A regular exposure to negativity has a slow but toxic effect on your mental well being. It invariably gnaws through your positivity and leaves you emotionally drained. Before you realize it, you too start going down that path . For instance, if you are constantly with someone who finds fault with everything, you too will eventually develop that habit subconsciously.
The first step to protect yourself from negative people is to be able to identify them.

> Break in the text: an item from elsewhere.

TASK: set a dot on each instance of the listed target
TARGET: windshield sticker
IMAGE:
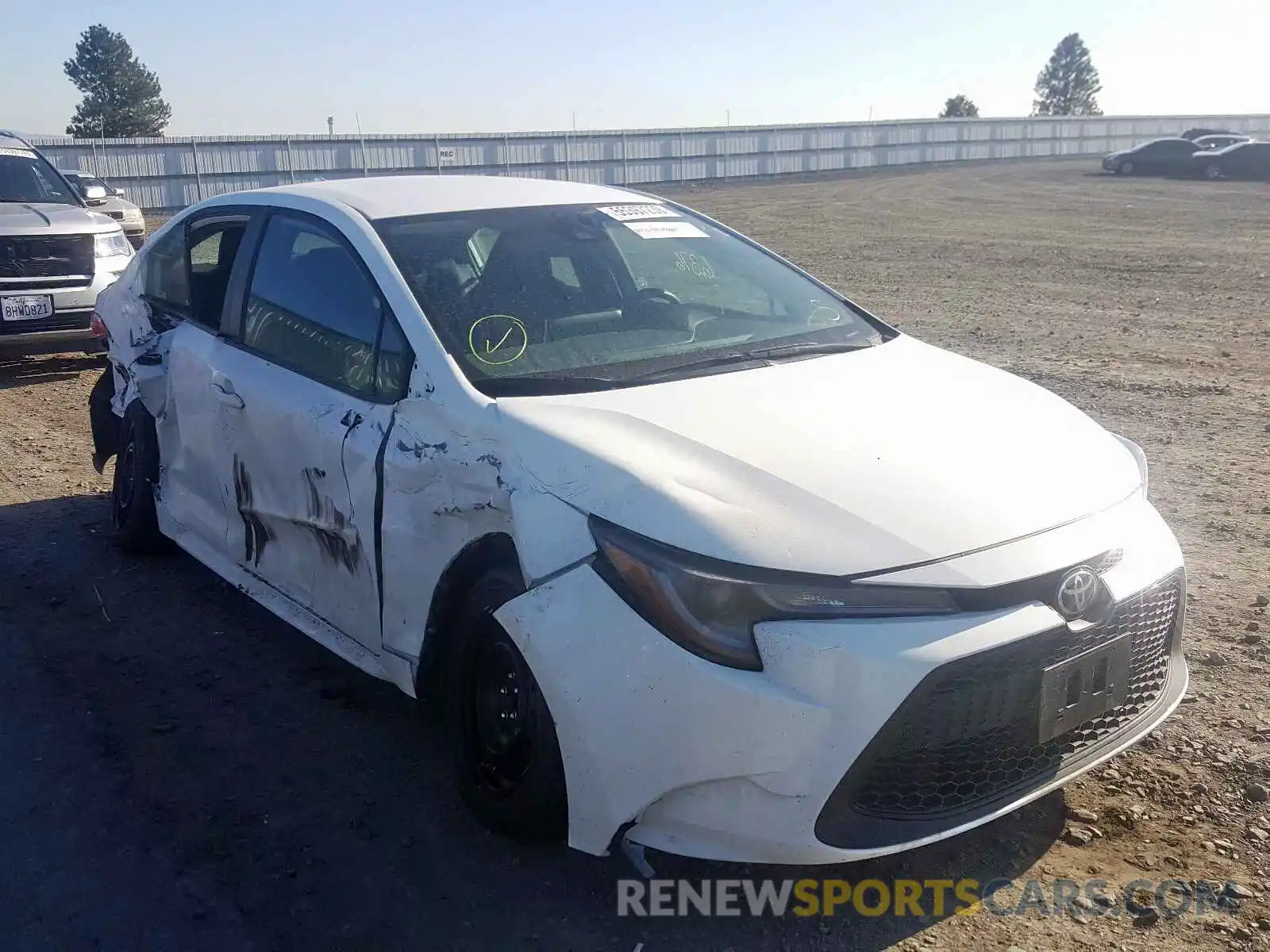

In your daily life, you encounter many types of negative people. The most common ones are:
1) The ‘Complain Box’
They whine and whine and whine some more! They delve into self pity, believing that they are being wronged at every stage of their life by one and all. Instead of finding a real solution, they prefer to find only faults!
2) The ‘Pessimist’
They are experts at using words like “Impossible,” “Won’t work” and other cousins of the word “No”. They are filled with scepticism and everything to them is doubtful, implausible or somewhere in between.
3) The ‘Know-it-All’
They are self-proclaimed Einstein. Highly knowledgeable, they believe that it’s their duty to impart information with every breath. They tend to belittle you by correcting your every single action, which can be frustrating and humiliating.
4) The ‘Judge-it-All’
Nothing is missed by their radar. They form judgements on everything and anything. For example, they’ll say things like “You paid Rs.4000/- for those jeans!” accompanied with a slight smirk. They have a knack of making you feel stupid, small and like you are always under scrutiny.
5) The ‘Sarcastic Cat’
A simple question like “What’s your name?” gets an answer like, “Why? You want to marry me?” When someone is sarcastic 24×7, it becomes difficult to remain calm around them. They will never provide a straight answer and many times, if the remarks are directed towards you, they can harm your self esteem
There are several other such ‘negative species’, each with their unique modus operandi of spreading negative energy. Just remember that any person who invokes negative emotions in you like frustration, anxiety, anger etc. on a regular basis is likely to belong to this.
The second step to protect yourself from negative people is to learn how to deal with them.
For starters, they are best handled at a distance. However, that’s easier said than done, especially, if you are working together or belong to the same family. So what do you do?
1) If this person is a colleague, you can try changing your break timings; keep your conversation to simple ‘hellos’ and most importantly, stand your ground.
2) If this person is your friend then, politely but firmly tell him how you feel. If things still don’t improve then it will be in your best interest to reduce your interaction and hopefully your friend will get the message.
3) Family members pose more problems since you are emotionally attached to them and their words can hurt more. You can choose to ignore their negative aspects, although it’s a difficult thing to do. You can train yourself to mentally block their negative influence. If you are close to them, then letting them know how their behaviour is affecting you might also do the trick.
The way ahead
When dealing with negative people, always remember that you’re not being selfish by creating a little distance.
Negativity is contagious and extremely difficult to get rid of, so staying away from such influences, whether by maintaining actual physical distance or by mentally blocking what they say, is in your best interest.